There’s no denying that the company is setting the example that a Latam-focused company can reach those leagues by exclusively serving its region. The question— and this is something that I read many people arguing about—still lies on its potential overhype.
In fact, the company, though 21 years old, seems to be operating more like a 2010’s startup. Meaning, growth comes first, profit goes later.
For instance, the company billed over US$3 billion last year, yet it is still operating under losses for its third year in a row, which we could assume is being relieved by PayPal’s cash injection in the company last year.
Now, let’s remember the company is heavily investing in improved logistics throughout the region, so bear its Profit and Loss statement.
But when you take a look at its multiples, the company seems to be trading at over 23 Price/Sales and 2,800 Price/Earnings.
A publicly traded startup?
Those are very common startup-like multiples, except this is an older and public company, so it feels out of place.

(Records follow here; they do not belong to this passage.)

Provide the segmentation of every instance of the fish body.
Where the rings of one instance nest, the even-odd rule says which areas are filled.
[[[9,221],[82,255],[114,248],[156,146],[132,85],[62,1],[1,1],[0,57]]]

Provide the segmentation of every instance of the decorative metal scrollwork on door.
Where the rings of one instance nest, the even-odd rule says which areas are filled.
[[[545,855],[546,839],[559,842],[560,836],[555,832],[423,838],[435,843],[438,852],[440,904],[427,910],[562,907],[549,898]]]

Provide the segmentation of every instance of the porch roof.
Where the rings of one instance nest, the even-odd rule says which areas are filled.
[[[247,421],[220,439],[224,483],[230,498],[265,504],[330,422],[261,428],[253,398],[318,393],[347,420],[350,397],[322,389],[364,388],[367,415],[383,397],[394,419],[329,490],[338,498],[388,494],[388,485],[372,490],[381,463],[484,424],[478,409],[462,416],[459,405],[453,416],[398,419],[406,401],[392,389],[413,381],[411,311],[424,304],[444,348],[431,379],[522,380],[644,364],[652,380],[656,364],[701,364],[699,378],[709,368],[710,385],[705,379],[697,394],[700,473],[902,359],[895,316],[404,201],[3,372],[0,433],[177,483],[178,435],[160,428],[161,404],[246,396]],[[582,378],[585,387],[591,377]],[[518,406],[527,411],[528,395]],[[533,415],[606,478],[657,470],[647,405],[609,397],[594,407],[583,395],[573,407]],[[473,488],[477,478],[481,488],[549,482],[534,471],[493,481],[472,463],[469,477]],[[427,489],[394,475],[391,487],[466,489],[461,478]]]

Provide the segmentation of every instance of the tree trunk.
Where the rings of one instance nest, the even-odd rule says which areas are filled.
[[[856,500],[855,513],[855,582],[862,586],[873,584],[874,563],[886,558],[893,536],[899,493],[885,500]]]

Think about it, it’s just like an adult showing up at a teenager’s birthday party. It stands out as weird.
These multiples certainly pose questions as to whether the company is undervalued and capable of sustaining its growth, despite the losses, or if it’s just a self-fulfilling prophecy created by investors themselves.
What’s my take? Both logistics and fintech are some of Latin America’s largest and deepest pain points. Though up until now, there has been a wide array of startups operating in those sectors, very few have been able to move the needle to create a long-lasting impact.
But Mercado Libre is one of those few.
Some reports seem to agree.
The Motley Fool recently wrote, “While its sales multiple may be high, the growth numbers could offer some justification for that valuation. Net revenue increased by 70.5 percent year over year on a currency-neutral basis. Total payment volume and gross merchandise volume also rose by 82.2 percent and 34.2 percent, respectively.”
PayPal and MELI: A love story
Flattering social media publications aside, the different partnership flanks between PayPal and Mercado Libre, seem to be paying off for both parties.
Two days ago, a report stated that the last quarter was PayPal’s “best, quarter, ever”. It would be an exaggeration to assert that this was exclusively due to its partnership with Mercado Libre, especially since it is pursuing similar strategies with Asia’s Gojek.
But at the same time, the developing stage of fintech adoption in Latin America surely accounts for a big chunk of their growth.
As Paypal’s Dan Schulman wrote over LinkedIn, “PayPal is now available as a payment option at online checkout at the more than 100,000 merchants where Mercado Pago, the region’s fast-growing digital payments network, is accepted throughout Brazil and Mexico.”
PayPal is now also at the disposal of Brazilian and Mexican merchants to use on the platform’s marketplace as an easy cross-border payment alternative.
“These developments open the door for PayPal’s more than 346 million customers around the world to shop at hundreds of thousands of new merchants in Latin America,” Schulman writes.
What do you think? Are you bullish or bearish on MELI? Is it overvalued, deriving from the temporary circumstances or does it still have more room to grow?